Drivers who don't realize their car's advanced driver assisted systems (ADAS) aren't the same thing as actual autonomy are a danger to themselves and others. They're much more likely to letting their focus drift behind the wheel, causing collisions that are sometimes fatal, forcing carmakers to add driver monitoring systems that prevent drivers from fully disconnecting while driving. But these are still too unreliable, according to a AAA study that determined no driver monitoring systems can consistently detect distraction.
The AAA concluded this after testing both major types of driver monitoring systems, as implemented in four different vehicles. A Cadillac Escalade and Subaru Forester were employed for their infrared driver-facing cameras, while a Hyundai Santa Fe and a Tesla Model 3 were selected to represent cars using steering wheel sensors. AAA sent researchers on 10-minute drives in these cars along a limited-access toll road at 65 mph, where they probed the failure thresholds of each system in three ways.
In one test, drivers removed their hands from the wheel while keeping their heads up and their gazes pointed down. The second test was hands-off as well, but it had drivers point their heads and eyes toward the center console, while the third test utilized tricks to "beat the system" with varying gaze and hand placement.
The study found that driver monitors relying on wheel sensors alone required barely any input to prevent ADAS deactivation alerts, allowing up to 5.65 minutes of consecutive distracted driving over the course of the 10-minute test. By contrast, cameras required five times more engagement from drivers, allowing approximately 2.25 minutes of distraction during testing. On average, cameras reacted to distraction 50 seconds sooner and were said to be "more persistent" with their warnings than wheel sensor-based systems. Still, AAA noted both styles of monitoring could be intentionally defeated, and that they didn't disable ADAS features after repeated warnings.
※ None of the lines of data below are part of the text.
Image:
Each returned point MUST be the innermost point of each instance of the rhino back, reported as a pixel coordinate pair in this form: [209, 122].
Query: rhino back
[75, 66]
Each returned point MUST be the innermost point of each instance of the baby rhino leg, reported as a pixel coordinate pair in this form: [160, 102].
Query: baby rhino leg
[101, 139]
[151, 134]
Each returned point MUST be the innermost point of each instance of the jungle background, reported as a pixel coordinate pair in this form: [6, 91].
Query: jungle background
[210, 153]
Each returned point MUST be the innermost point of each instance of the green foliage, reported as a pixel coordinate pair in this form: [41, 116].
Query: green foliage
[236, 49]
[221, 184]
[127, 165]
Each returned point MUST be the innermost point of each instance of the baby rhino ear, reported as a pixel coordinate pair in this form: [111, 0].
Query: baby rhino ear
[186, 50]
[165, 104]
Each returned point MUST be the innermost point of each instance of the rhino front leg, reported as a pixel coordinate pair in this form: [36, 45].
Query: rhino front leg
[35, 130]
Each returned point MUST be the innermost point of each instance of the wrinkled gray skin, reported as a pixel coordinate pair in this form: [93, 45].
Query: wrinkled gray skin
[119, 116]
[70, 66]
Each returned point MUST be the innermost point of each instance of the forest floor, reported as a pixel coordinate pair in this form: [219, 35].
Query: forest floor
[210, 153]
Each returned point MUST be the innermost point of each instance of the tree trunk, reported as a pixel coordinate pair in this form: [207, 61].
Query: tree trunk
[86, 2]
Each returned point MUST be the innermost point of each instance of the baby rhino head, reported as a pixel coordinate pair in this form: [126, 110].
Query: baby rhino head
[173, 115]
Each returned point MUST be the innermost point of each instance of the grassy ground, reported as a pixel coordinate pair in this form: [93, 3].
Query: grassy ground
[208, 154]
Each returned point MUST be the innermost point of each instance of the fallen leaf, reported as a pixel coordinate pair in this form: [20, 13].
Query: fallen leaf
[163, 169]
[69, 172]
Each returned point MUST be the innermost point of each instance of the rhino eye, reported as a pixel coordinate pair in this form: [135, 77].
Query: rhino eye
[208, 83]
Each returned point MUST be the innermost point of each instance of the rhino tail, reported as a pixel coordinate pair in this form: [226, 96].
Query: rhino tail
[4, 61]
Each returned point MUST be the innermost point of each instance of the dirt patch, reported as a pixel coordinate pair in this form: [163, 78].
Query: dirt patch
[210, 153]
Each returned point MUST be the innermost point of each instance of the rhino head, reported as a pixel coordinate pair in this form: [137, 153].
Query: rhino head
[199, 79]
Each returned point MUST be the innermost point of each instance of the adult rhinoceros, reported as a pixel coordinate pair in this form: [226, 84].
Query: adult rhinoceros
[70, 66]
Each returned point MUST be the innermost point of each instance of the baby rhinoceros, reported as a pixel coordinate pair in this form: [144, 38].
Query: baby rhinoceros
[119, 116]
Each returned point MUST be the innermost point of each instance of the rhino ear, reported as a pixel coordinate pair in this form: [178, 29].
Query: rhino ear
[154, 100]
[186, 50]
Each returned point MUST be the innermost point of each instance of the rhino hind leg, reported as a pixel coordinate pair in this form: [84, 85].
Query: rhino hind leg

ADAS misuse and driver distraction are of increasing concern to legislators and safety advocates alike, with the IIHS announcing in January that it intends to release a rating system for ADAS technologies, which will take driver monitors into account. The IIHS says no current systems meet its pending criteria, not even General Motors' Super Cruise, which ranks as one of the most reliable ADAS systems available to the public today.
With ADAS becoming increasingly common, it's past time we have rigorous systems of evaluation in place to educate the public on what their cars can really do. Otherwise, we risk an even broader misunderstanding of ADAS than we face today; one which could claim more lives than it already has.